Every process in a facility is ultimately managed in your control room, so it’s crucial to have confidence that your system does what it is intended to do – optimize value, minimize risks, and help alleviate human error – reliably and consistently. When you invest significant resources and cost into your facility’s infrastructure, it makes little sense to cut corners on what is effectively the brain of your process – and yet this can be the inadvertent consequence of separating the design team from the builders.

Because of system integration’s place as a final step in construction, system integrators are typically far removed from the initial design phase of a given project. By the time a traditional DBB project design specification reaches the system integrator, it reflects set criteria. System drawings, dimensions, ergonomic factors, aesthetic factors, cost, maintenance that will be needed, quality, safety, documentation, and description are already finalized. And this specification, as all system integrators will understand, is more of a theoretical/conceptual estimation developed in good faith by less-than-practically-experienced engineers in the field of system integration. Just as no battle plan survives contact with the enemy, no design engineering specification survives contact with the system integrator, and the changes before implementation almost always benefit the owner.

The reason for change is the complexity of system integration. PDB projects often involve retrofitting and expanding existing facilities using new and old equipment while maintaining operations. This is more technically complex than a typical greenfield DBB project, and being able to complete projects like this successfully requires hands-on knowledge of how systems behave in the real world.
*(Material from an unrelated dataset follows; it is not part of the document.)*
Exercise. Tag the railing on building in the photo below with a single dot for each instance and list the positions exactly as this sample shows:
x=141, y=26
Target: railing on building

The benefits of the PDB approach will emerge during design and project execution if system integration is included as part of the team.

Cost improvements

The most notable improvement to owners is cost savings. First, on a traditional DBB project, a tremendous amount of time and money can be spent duplicating “bringing the team up to speed.” After the design team members spend months familiarizing themselves with the system and developing their design, the build team then must undertake the same time-intensive process just to reach a point at which it can execute construction. Because a knowledge threshold is required for all projects, by integrating the design team with the system integrator, much of this time wasted transitioning between design and construction is eliminated.

Second, by incorporating the system integrator into the design team, so much of the red tape associated with change orders is removed. No longer will change orders languish for weeks at a time moving up and down the subconsultant ladder. Instead, design considerations will be addressed quickly as a team, letting the system integrator execute on change orders quickly. This significant reduction in time coupled with direct consultation among all tiers of the design-build team saves owners money while producing a better design.

Time savings

Much of the cost savings are manifest through time savings. Projects that typically take six months to complete utilizing DBB can be completed in less than four months with PDB. Project schedule overruns are so common that we come to expect schedules to creep, and while this may mean more billable work, it doesn’t help owners.
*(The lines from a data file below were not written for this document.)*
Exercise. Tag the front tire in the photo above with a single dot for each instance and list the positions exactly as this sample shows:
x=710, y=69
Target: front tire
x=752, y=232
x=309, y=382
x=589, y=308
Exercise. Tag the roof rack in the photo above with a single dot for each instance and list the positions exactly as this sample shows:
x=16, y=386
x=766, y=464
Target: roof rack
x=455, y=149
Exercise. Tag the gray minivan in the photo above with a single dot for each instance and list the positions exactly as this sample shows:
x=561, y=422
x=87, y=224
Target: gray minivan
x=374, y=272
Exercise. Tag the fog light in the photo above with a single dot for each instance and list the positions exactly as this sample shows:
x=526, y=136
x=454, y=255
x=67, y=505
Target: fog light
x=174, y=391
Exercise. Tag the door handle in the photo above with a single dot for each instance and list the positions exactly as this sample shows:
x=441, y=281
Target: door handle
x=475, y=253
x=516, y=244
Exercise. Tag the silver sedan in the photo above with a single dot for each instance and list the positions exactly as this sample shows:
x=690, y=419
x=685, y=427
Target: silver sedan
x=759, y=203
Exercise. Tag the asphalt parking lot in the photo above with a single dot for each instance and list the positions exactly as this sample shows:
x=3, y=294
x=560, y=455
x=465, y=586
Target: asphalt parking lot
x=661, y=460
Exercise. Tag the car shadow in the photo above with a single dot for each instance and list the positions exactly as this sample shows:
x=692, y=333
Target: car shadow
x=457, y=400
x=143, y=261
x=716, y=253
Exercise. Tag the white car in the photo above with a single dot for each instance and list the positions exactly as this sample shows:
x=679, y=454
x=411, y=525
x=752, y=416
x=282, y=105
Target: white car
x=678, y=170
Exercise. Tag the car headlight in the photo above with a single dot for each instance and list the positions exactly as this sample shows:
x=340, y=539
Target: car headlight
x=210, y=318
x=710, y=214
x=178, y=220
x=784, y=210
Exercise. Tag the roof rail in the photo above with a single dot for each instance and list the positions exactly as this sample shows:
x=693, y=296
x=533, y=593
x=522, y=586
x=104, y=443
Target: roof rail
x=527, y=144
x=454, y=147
Time overruns, even those within budget, are costly in terms of public opinion, and being able to consistently deliver a completed project on time can depend largely on the system integrator. By contributing to the design and streamlining communication among team members, PDB will significantly improve your odds of completing your project on time (if not well in advance).

Knowledge enhancement

System integrators play more of a role than simply tying systems together and starting them up. After the completion of any given project, the system integrator will often become the client’s de facto support provider. The client’s success will be driven in large part by the integrator’s knowledge of the system.

Including a system integrator as part of the design team provides clients with a long-term support resource that has an enhanced understanding of their system. This translates into long-term cost savings because support is optimized and all stakeholders have clarity on the owners’ wishes and expectations for long-term support. Having a system designed from the outset with the inclusion of an integrator will ensure better troubleshooting down the road because the system design will be in line with industry standards and not disconnected from real-world operation.

Progressive design-build as a project delivery method for system integration projects isn’t limited to large-scale projects; it can be easily employed on small-scale system integration jobs, too. There’s no one-size-fits-all approach for project delivery, but if your project is technically complex, needs to be completed in a hurry, and/or there are hidden issues, then progressive design-build will help set you up for success.